CoNCERT Pharmaceuticals, Inc., Lexington, Massachusetts

Julie Liu, Ph.D.

Public Health Impact

More than 200 million people worldwide are infected with schistosomiasis. The current standard of care involves multiple large doses of oral PZQ, which is highly metabolized, resulting in low effective bio-availability. PZQ also has an extreme bitter taste that can cause vomiting and negatively affects patient compliance with dosing.

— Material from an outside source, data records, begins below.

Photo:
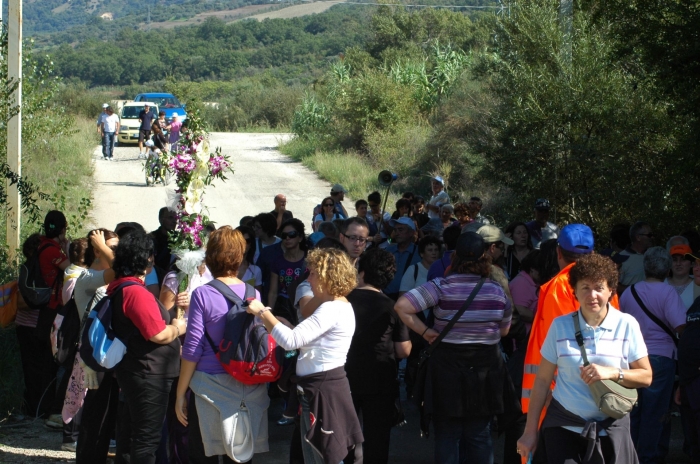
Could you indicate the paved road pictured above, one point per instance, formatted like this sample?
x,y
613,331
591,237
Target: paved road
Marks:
x,y
261,172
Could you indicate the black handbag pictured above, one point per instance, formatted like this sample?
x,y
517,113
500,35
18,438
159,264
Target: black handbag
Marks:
x,y
418,392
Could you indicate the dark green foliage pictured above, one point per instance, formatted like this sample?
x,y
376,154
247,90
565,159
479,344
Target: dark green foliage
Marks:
x,y
293,50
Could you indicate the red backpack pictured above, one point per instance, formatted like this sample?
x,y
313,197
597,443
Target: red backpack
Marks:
x,y
247,352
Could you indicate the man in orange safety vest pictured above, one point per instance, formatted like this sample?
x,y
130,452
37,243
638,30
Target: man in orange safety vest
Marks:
x,y
556,299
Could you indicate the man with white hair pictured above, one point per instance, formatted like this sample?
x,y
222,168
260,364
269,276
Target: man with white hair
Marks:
x,y
110,130
174,131
100,118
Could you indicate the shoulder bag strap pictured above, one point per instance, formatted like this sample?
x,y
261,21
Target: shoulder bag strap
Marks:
x,y
651,316
456,317
579,337
410,258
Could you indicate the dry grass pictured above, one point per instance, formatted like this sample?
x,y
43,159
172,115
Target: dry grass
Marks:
x,y
297,10
225,15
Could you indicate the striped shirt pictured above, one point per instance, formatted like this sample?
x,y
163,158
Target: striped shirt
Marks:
x,y
481,323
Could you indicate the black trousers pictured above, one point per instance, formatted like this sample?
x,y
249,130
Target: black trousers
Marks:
x,y
39,371
377,415
97,422
194,439
146,400
567,447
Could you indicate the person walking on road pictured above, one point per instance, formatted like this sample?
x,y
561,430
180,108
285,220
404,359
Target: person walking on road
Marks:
x,y
100,118
110,130
146,119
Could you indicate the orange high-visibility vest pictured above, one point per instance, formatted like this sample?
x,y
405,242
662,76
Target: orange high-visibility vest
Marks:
x,y
556,299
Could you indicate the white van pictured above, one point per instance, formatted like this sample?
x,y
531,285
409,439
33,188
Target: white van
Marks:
x,y
129,121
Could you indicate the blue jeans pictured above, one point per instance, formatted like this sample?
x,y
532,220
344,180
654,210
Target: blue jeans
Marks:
x,y
647,418
108,144
461,440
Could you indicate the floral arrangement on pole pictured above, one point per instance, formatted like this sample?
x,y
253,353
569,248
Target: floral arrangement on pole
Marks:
x,y
194,167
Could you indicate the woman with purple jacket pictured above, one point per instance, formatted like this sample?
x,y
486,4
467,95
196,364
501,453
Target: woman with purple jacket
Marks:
x,y
216,396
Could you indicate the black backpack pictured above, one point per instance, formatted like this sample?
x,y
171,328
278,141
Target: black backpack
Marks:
x,y
68,334
247,352
31,283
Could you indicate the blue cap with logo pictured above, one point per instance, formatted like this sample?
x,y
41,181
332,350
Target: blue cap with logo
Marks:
x,y
403,220
576,238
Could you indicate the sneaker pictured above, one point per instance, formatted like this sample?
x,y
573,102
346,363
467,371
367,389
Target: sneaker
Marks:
x,y
69,447
54,421
112,452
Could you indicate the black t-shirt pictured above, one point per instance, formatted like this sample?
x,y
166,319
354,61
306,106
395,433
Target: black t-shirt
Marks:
x,y
689,345
146,119
371,366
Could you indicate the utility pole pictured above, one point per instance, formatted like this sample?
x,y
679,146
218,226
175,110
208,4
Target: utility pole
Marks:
x,y
14,125
566,16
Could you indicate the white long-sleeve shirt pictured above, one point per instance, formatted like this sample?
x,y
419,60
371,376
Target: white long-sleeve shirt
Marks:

TRND researchers optimized the synthesis of a deuterated R-PZQ analog and evaluated R-PZQ and deuterated analogs in in vitro and in vivo studies. These studies included metabolite identification and quantification, confirmation of relative metabolic stability in vitro, and demonstration of stabilization to metabolism in vivo. TRND researchers completed in vitro efficacy studies comparing R-PZQ and its major metabolites as well as a pilot PZQ efficacy study in vivo. During the conduct of this research, Merck KGaA, as part of the Pediatric Praziquantel Consortium, announced a commitment to develop pediatric formulations of PZQ and R-PZQ. In light of this announcement, TRND staff concluded that the medical need for developing deuterated R-PZQ to treat schistosomiasis in pediatric patients has been met. Consequently, this TRND project has been discontinued.